Industry Submission Standards

On a writer’s forum I participate in, one woman said, “I wish agents and editors would get together and set an industry standard.” I tried to answer her, and realized it might be something worth blogging.

As an acquisitions editor and author, I’ve been on both sides of this process. As an author the tendency is to want to create a standard query letter, summary, and writing sample (first few pages) that you can just attach as you comb through hundreds of agents and editors and submit to everybody in the world. I know that’s what I wanted. The submission process is so time consuming and slow.

However, once I had some things published I realized the mass-blast method doesn’t work. The publishers are investing their money in these books. So they look for just the right things to interest them. Sure, a great book will appeal to a larger number of people. But writing is so unique that the trick becomes finding just the right person who loves and believes in your work.

All my best connections have been cultivated, not won like a lottery.

So as an acquisitions editor, I realize a mass-blast submission doesn’t work because it fails to give me the exact information I want. Also, it makes me miss pieces I might otherwise have liked in the pile of slush. It is too cumbersome not to have submissions which fit my needs.
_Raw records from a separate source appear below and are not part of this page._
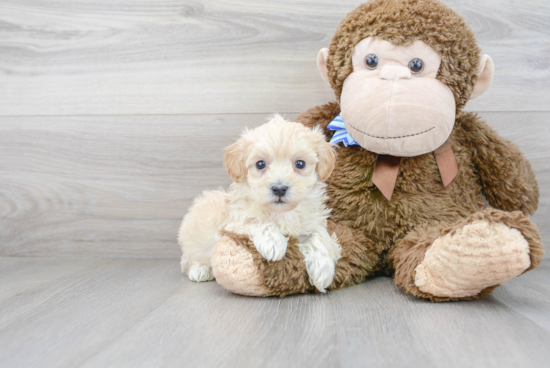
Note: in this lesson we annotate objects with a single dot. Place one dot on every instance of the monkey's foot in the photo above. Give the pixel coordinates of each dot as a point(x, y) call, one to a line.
point(472, 258)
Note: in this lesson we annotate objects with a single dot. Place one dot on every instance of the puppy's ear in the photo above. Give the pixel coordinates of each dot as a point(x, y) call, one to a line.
point(234, 161)
point(327, 159)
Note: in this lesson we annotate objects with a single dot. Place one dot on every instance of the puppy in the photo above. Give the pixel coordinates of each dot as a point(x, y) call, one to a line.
point(278, 171)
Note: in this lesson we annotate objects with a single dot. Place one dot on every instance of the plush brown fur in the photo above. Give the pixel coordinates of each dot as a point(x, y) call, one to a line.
point(410, 251)
point(381, 236)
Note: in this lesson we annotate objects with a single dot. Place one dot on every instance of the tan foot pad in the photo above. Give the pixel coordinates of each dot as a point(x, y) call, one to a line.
point(474, 257)
point(235, 270)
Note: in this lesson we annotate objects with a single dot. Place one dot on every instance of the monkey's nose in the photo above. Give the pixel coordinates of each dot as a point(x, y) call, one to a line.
point(279, 190)
point(395, 72)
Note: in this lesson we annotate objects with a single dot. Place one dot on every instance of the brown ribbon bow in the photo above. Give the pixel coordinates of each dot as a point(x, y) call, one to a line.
point(387, 168)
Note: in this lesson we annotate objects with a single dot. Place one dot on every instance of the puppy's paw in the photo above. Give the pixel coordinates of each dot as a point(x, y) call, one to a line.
point(270, 243)
point(200, 273)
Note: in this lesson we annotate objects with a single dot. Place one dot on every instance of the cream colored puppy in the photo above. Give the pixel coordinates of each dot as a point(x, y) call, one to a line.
point(278, 171)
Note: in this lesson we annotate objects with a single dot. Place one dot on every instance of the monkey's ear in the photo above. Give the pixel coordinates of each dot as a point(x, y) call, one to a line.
point(484, 75)
point(327, 159)
point(322, 63)
point(234, 161)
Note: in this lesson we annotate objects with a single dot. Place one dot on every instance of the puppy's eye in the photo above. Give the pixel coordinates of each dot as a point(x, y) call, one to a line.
point(416, 66)
point(260, 165)
point(371, 61)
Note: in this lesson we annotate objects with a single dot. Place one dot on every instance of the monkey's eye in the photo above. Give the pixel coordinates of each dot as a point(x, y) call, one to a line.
point(371, 61)
point(416, 66)
point(260, 165)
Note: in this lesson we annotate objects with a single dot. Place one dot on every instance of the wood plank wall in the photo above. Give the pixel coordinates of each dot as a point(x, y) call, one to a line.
point(114, 114)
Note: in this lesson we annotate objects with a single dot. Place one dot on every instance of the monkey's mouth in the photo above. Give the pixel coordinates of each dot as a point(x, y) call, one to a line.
point(397, 137)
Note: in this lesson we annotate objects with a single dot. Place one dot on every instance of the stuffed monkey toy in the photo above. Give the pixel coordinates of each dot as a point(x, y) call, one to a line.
point(406, 189)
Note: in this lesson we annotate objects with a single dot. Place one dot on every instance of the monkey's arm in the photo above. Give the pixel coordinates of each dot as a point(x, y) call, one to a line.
point(320, 115)
point(507, 178)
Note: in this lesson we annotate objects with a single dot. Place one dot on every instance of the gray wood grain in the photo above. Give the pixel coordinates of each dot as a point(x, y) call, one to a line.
point(143, 313)
point(119, 186)
point(90, 57)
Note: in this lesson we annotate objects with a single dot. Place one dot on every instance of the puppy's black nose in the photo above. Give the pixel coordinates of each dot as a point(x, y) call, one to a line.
point(279, 190)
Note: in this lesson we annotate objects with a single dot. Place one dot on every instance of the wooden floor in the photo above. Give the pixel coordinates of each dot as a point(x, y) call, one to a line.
point(94, 312)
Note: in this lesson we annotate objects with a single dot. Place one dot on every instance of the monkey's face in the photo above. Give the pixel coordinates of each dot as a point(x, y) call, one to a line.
point(392, 102)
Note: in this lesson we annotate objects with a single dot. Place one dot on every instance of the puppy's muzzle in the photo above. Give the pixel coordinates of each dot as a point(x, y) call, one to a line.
point(279, 190)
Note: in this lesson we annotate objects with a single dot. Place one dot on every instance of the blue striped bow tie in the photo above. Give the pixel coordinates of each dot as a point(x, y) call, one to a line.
point(341, 134)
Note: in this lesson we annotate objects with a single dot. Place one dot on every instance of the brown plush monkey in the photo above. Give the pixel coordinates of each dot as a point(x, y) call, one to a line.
point(406, 201)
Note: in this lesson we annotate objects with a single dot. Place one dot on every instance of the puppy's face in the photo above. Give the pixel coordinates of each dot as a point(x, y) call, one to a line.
point(280, 161)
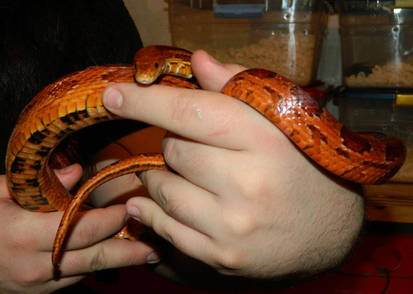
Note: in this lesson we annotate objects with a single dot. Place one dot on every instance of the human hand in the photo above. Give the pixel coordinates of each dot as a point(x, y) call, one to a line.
point(26, 240)
point(243, 199)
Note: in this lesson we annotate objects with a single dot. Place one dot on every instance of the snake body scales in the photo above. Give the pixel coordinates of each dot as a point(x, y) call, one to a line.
point(75, 101)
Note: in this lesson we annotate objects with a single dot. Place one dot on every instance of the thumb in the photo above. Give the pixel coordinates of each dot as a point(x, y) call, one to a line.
point(210, 73)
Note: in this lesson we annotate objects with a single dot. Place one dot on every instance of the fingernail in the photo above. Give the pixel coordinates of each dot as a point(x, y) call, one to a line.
point(134, 212)
point(153, 257)
point(112, 98)
point(142, 177)
point(213, 60)
point(66, 170)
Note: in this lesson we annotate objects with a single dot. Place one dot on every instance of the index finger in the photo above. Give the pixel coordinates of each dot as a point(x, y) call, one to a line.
point(204, 116)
As an example, here are our submission guidelines: http://curiosityquills.com/submission-guidelines/author-submissions

We don’t want writing credentials. Our philosophy is to find good work from anybody. So obviously, when somebody sends us a standard query with their writing history on it, we know they haven’t bothered to read the directions. Thus it might not be something we even publish. And with our time so stretched, we can’t invest time in a submission from an author who isn’t willing to invest time in us. The author has just one book to invest time in. We have dozens at any one time.

Believe me, I know it’s a frustrating process. I have well over a hundred rejections (or ignored submissions) for my queries over the years. But if you take my advice, instead of spending your time digging up every publishing company in the known world and scattering your boiler plate query to the four winds, you’ll spend your time looking for people who publish work like yours and have the same kinds of ideas about literature as you do. Once I learned this, I started getting everything I wrote published. Instead of trying to win the lottery, think of your writing as a foster child for whom you want to find just the right home. The people who will love your work are out there. But they need you to come to them.